Agility: Michael Mardis, Stephanie Reibert, Tim Moore, Angela Taylor, Heather Gentry, Kevin Lush, Ryan Sears, Joe Elliott, Amanda James, Lily Assgari, Kassie Flanery, Scott Burks, Vanessa Blair, Janet Cappiello, Paul DeMarco, Courtney Kerr, Reilly Brown, Zach Pennington, Mary Ann Vetter, Commencement Planning Team

The team recommended the postponement of May 2020 commencement due to the pandemic and began planning for a virtual celebration to honor what would have been the spring 2020 commencement date. The team then started to plan the virtual commencement ceremony in December 2020 and continued to meet weekly to plan and execute a return to in-person commencement exercises in May.

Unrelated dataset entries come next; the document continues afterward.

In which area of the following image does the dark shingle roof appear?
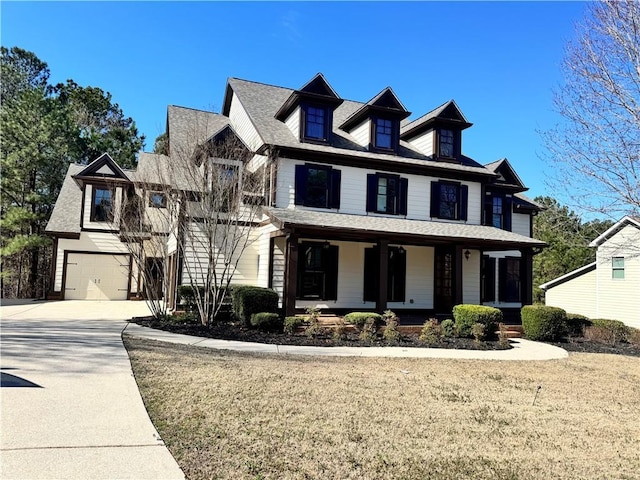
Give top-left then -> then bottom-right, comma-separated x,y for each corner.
265,208 -> 546,250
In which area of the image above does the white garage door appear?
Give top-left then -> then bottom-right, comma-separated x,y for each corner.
64,253 -> 129,300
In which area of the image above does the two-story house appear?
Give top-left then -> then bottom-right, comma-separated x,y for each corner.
47,74 -> 544,322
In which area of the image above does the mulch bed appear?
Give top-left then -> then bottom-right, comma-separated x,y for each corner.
132,317 -> 511,350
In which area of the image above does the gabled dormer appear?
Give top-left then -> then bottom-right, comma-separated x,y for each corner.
73,153 -> 132,230
275,73 -> 343,144
340,87 -> 411,153
400,100 -> 472,162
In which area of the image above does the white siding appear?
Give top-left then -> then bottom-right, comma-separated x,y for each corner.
545,270 -> 598,318
461,250 -> 481,305
54,232 -> 129,292
284,106 -> 301,140
349,119 -> 371,147
229,93 -> 262,151
596,225 -> 640,328
511,213 -> 532,237
276,158 -> 482,225
409,130 -> 434,155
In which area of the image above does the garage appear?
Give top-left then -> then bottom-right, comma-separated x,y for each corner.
64,253 -> 130,300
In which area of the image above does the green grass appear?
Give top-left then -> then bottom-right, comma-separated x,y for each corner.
125,337 -> 640,479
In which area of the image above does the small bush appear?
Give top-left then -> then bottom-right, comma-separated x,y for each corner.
440,318 -> 456,338
231,285 -> 278,326
418,318 -> 442,343
344,312 -> 382,331
251,312 -> 284,332
453,305 -> 502,337
585,318 -> 629,344
360,316 -> 378,344
382,310 -> 400,345
471,322 -> 487,343
567,313 -> 591,337
520,305 -> 567,341
284,317 -> 307,335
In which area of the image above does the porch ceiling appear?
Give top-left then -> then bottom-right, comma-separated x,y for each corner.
265,208 -> 546,250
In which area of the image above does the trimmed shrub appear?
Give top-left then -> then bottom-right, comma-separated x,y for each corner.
440,318 -> 456,338
382,310 -> 400,345
591,318 -> 630,343
251,312 -> 284,332
453,304 -> 502,337
419,318 -> 442,343
344,312 -> 382,330
520,305 -> 567,341
567,313 -> 591,337
231,285 -> 278,326
284,317 -> 307,335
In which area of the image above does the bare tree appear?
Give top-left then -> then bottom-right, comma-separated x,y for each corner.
120,112 -> 270,326
543,0 -> 640,218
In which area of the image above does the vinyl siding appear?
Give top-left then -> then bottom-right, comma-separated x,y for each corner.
409,130 -> 434,155
596,226 -> 640,328
276,158 -> 482,225
229,93 -> 262,151
545,270 -> 598,318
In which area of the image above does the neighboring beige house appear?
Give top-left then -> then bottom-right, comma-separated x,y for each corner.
47,74 -> 545,318
540,217 -> 640,328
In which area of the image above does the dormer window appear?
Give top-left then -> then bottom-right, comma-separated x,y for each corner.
303,105 -> 329,142
438,129 -> 456,158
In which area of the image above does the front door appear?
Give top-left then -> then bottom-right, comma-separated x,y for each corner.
433,247 -> 456,314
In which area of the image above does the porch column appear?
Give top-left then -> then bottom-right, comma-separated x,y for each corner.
520,248 -> 533,305
282,234 -> 298,316
453,245 -> 464,306
376,240 -> 389,313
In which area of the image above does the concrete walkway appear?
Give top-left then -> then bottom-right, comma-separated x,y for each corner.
124,323 -> 569,360
0,301 -> 184,480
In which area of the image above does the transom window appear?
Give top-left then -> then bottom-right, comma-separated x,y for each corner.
439,130 -> 455,158
611,257 -> 624,279
375,118 -> 393,150
149,192 -> 167,208
304,106 -> 327,140
91,186 -> 113,222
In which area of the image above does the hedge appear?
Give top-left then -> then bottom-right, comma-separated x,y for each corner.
251,312 -> 284,332
344,312 -> 382,330
231,285 -> 278,326
520,305 -> 567,341
453,304 -> 502,337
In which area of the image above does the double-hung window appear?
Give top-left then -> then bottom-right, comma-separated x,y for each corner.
302,105 -> 329,142
367,173 -> 408,215
431,181 -> 469,220
90,185 -> 113,222
295,164 -> 341,208
297,242 -> 338,300
611,257 -> 624,279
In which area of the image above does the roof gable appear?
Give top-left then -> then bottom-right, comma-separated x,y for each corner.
73,153 -> 131,185
589,216 -> 640,247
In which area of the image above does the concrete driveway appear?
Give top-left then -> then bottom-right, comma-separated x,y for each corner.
0,301 -> 184,479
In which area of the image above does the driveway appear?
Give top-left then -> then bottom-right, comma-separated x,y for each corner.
0,301 -> 184,479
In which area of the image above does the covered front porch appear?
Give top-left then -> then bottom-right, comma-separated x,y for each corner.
267,209 -> 544,324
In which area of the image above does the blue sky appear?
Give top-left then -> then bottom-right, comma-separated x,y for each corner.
1,1 -> 585,197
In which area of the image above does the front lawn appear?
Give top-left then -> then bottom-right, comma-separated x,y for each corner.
125,336 -> 640,479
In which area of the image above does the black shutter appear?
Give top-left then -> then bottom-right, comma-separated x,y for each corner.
367,173 -> 378,212
398,178 -> 409,215
322,245 -> 338,300
295,165 -> 308,205
458,185 -> 469,220
502,197 -> 513,232
329,169 -> 342,208
482,255 -> 496,302
362,247 -> 380,302
431,182 -> 440,218
498,258 -> 507,302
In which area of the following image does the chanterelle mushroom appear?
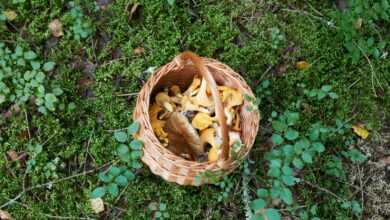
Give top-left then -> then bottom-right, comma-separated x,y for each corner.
181,95 -> 210,113
184,75 -> 200,96
200,128 -> 220,161
166,112 -> 204,157
191,112 -> 216,130
191,78 -> 214,108
149,103 -> 168,143
169,85 -> 181,96
156,92 -> 173,112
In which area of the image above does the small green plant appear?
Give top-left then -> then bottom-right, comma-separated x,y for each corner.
148,202 -> 170,220
271,27 -> 284,49
91,122 -> 143,198
0,42 -> 62,114
69,1 -> 93,41
331,0 -> 390,64
303,85 -> 339,100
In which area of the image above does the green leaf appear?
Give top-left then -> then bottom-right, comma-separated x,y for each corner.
116,144 -> 129,155
250,214 -> 264,220
114,131 -> 127,143
131,150 -> 143,160
341,149 -> 367,163
301,151 -> 313,163
328,92 -> 339,99
127,121 -> 140,135
282,165 -> 294,175
317,90 -> 327,100
52,87 -> 63,96
284,128 -> 299,141
282,175 -> 295,186
285,112 -> 299,126
131,161 -> 142,169
108,166 -> 121,176
115,175 -> 128,186
271,134 -> 284,145
272,121 -> 287,132
43,62 -> 56,72
293,158 -> 304,169
321,85 -> 332,92
280,188 -> 293,205
256,188 -> 269,198
294,138 -> 310,154
282,144 -> 294,157
107,183 -> 119,198
98,172 -> 111,183
167,0 -> 176,6
250,199 -> 265,212
30,61 -> 41,70
160,203 -> 167,211
265,209 -> 281,220
123,170 -> 135,181
312,142 -> 325,153
130,139 -> 144,150
24,50 -> 37,60
91,187 -> 106,199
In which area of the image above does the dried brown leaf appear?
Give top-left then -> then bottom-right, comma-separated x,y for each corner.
48,19 -> 64,37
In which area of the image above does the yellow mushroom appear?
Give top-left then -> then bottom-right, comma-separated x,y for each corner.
184,75 -> 200,96
232,109 -> 241,131
191,112 -> 216,130
149,103 -> 168,140
200,128 -> 219,161
181,95 -> 210,114
169,85 -> 181,96
156,92 -> 173,112
222,88 -> 244,109
191,78 -> 214,108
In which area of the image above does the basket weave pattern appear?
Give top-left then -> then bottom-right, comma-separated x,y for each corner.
133,55 -> 260,185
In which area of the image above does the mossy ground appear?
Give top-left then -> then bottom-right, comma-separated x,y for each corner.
0,0 -> 390,219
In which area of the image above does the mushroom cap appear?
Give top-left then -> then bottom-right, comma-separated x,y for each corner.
166,112 -> 204,157
191,112 -> 215,130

Leadership: Brandyn Bailey, Nubia Bennett, Blaz Bush, Valerie Casey, Sarah Garrison, Leondra Gully, Lisa Gunterman, LaJa Hurt, Jamieca Jones, Faye Jones, Goldie Latta, Daquarius Mahone, Marcos Morales, Monica Negron, Patsy Russell, Enid Trucios-Haynes, Marian Vasser, Aaron Weathers II, Phyllis Webb, Brevin Woodford, Shonna Boyd-Wagner, Kiana Fields, Vicki Hines-Martin, Karen Krigger,Jon Moody, Steven Osborne, Ryan Simpson, Tonia Thomas, Craig Ziegler, Diane Whitlock, Diversity and Equity Division

The DEI has stayed the course of its noble purpose, including some pushing back, to make a difference in the campus and the community, the nomination notes. “Even when they receive messages that their policy recommendations, messages or trainings are ‘too much’ or ‘not realistic’ or ‘don’t play nice enough,’ the DEI unit continues to speak up and out to try to make the action that is needed … As we move forward, this group will most likely continue to be instrumental in the leadership of the [Cardinal Anti-Racist Agenda] as the agenda must move from a dream into realities.”